The issue with PAYE is the qualifications. To be eligible, you need to be a new borrower as of Oct. 1, 2007, and any Direct Loans must have been paid in full after Oct. 1, 2011. The requirements get tougher, as the case of subsidized and unsubsidized loans from the Federal Family Education Loan or FFEL program, you won't qualify for PAYE unless you consolidate them. PAYE is a great option if you qualify, but the rigid system might make it tough to do so.
Revised Pay As You Earn (REPAYE)
Revised pay as you earn is just as it sounds: a revised version of PAYE. It was revised to open up eligibility for people who might not qualify for the PAYE program. The only people who do not qualify are borrowers with PLUS loans or private student loans.

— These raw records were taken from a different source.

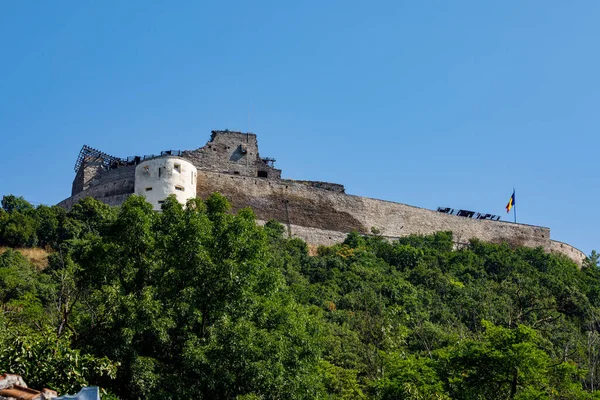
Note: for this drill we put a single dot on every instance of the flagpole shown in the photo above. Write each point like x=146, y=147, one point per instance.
x=515, y=205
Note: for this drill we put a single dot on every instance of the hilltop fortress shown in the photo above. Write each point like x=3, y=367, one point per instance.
x=317, y=212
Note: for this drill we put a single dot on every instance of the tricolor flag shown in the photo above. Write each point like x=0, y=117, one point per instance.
x=511, y=202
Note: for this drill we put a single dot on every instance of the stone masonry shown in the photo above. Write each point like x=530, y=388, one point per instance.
x=317, y=212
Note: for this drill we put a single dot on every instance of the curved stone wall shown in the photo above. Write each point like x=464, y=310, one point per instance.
x=158, y=178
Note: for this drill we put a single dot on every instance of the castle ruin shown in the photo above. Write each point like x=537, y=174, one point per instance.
x=320, y=213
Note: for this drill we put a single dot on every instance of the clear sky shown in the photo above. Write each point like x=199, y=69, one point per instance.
x=428, y=103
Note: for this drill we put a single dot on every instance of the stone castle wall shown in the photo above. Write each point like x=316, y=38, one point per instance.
x=317, y=212
x=325, y=217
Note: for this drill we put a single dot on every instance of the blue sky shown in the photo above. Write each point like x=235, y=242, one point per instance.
x=429, y=103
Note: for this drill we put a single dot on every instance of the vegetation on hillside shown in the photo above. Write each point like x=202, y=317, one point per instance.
x=197, y=302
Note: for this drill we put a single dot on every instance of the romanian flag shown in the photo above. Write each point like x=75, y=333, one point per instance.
x=511, y=203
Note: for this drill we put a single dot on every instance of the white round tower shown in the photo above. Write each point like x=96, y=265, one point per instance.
x=157, y=178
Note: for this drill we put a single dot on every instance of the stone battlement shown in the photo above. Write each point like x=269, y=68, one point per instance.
x=317, y=212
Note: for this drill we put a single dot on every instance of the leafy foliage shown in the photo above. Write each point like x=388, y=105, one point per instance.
x=197, y=302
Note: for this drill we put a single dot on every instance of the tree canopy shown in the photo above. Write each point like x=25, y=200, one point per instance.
x=198, y=302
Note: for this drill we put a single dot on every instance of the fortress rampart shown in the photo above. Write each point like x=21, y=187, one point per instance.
x=317, y=212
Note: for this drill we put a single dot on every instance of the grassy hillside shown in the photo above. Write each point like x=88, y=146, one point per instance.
x=200, y=303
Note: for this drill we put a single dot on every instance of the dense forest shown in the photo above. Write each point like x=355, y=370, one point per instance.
x=197, y=302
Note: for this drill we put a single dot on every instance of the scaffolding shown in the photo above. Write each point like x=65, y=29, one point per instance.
x=89, y=155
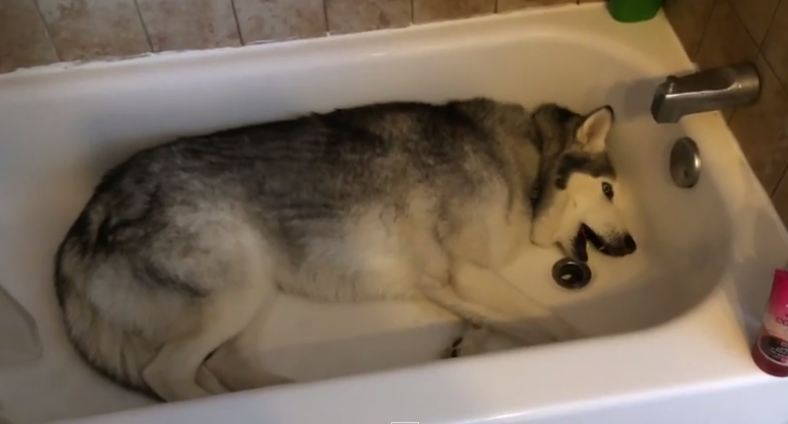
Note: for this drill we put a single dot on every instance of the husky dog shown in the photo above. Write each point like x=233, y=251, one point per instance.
x=184, y=244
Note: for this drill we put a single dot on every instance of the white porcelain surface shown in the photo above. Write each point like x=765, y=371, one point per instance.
x=668, y=328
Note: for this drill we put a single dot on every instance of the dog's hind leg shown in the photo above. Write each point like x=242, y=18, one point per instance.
x=173, y=372
x=237, y=274
x=238, y=363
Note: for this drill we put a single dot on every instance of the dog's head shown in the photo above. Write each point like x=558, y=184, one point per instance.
x=577, y=202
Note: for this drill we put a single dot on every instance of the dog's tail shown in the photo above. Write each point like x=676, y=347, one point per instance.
x=115, y=352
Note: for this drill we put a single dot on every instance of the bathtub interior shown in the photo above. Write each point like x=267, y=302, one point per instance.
x=61, y=130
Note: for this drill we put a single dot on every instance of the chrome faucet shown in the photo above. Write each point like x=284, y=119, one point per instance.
x=707, y=90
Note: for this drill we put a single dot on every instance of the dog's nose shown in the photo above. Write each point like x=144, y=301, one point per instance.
x=629, y=244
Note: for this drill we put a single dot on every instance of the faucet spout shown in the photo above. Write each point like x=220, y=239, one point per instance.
x=702, y=91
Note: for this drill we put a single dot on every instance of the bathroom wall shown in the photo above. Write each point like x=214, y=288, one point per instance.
x=37, y=32
x=719, y=32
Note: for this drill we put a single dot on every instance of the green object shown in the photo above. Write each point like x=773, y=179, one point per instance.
x=633, y=10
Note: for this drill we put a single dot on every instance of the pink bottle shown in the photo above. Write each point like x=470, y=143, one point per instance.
x=770, y=350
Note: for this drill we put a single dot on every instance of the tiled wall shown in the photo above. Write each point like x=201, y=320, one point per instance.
x=720, y=32
x=37, y=32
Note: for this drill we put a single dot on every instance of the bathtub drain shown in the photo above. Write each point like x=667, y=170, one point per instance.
x=571, y=274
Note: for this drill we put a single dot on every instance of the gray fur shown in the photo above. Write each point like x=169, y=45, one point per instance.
x=291, y=182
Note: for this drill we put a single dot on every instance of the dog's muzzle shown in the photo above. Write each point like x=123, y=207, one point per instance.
x=620, y=246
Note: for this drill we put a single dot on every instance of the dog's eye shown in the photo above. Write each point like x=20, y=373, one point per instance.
x=608, y=190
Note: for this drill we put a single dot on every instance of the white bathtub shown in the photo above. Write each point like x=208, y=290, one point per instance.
x=668, y=329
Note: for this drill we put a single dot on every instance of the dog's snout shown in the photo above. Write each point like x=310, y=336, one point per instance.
x=629, y=244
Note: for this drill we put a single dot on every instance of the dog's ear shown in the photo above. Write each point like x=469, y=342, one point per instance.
x=592, y=133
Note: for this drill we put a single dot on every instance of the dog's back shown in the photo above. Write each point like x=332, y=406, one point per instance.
x=183, y=243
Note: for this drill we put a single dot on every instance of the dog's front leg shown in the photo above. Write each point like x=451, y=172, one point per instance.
x=482, y=297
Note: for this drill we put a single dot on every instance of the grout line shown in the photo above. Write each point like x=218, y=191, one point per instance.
x=771, y=24
x=773, y=191
x=762, y=54
x=144, y=27
x=237, y=23
x=705, y=31
x=325, y=16
x=46, y=30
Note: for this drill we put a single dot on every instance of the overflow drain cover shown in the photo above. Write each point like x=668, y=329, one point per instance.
x=571, y=274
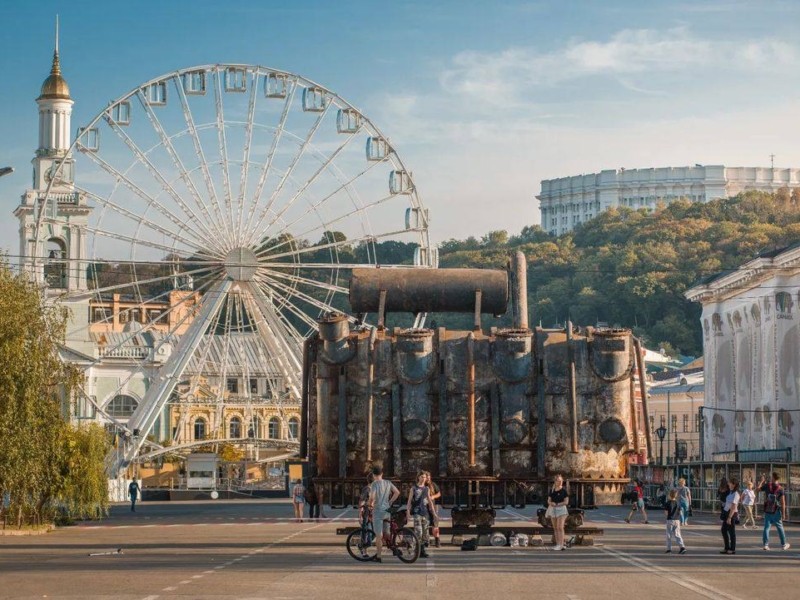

Monthly payments are limited to 10% of your discretionary income, but unlike PAYE, you can still qualify if your monthly payments are larger than what they would be on a standard 10-year plan. Loan forgiveness is offered after 20 years of repayment on undergraduate loans and 25 years for graduate students. As you should know now, interest is an important aspect of repayment.
REPAYE offers an interesting benefit that if your minimum monthly payment on your subsidized loan does not cover the interest that accrued, the government will pay for that interest for three years. After three years, they'll pay for half of the interest charges. This means that if your REPAYE plan monthly payments are $35 but $45 including interest, the government will pay that $10 difference for the first three years. After three years, they will pay $5. REPAYE is an excellent option if you don't qualify for PAYE. Remember to consider every option you can before making a decision. Each payment plan has its own pros and cons that can benefit borrowers in different situations. These plans are here to help and so is your servicer, so give them a call!
Discretionary income is an important term to know when it comes to income-driven repayment plans. Discretionary income is simply the leftover money you have every month after all the “important” things. After you pay for rent, utilities, food, and any other essentials, the leftover money you have just for yourself is your discretionary income. Your discretionary income is an important part of looking into different repayment plans, as the movement will look to it to figure just how much can be taken off your loan payments. In some cases, monthly payments could be as low as 10% of your discretionary income. But it's important to know that purchases on your credit card doesn't count toward that income!
Applying Additional Payments
If you're on a repayment plan that is not income-driven or can be forgiven after a certain period, making additional payments is the most effective way to get out of student loan debt. Applying just a few additional dollars a month or adding to your monthly minimum payment can be an easy way to get ahead. You can see how a few extra dollars can change the total cost of your loan and see how much sooner you can repay your loans using a payoff calculator. These calculators can also be used to see total costs of income-driven plans, how much of your loans can be forgiven, and even how much financial aid you can qualify for if you're still in school.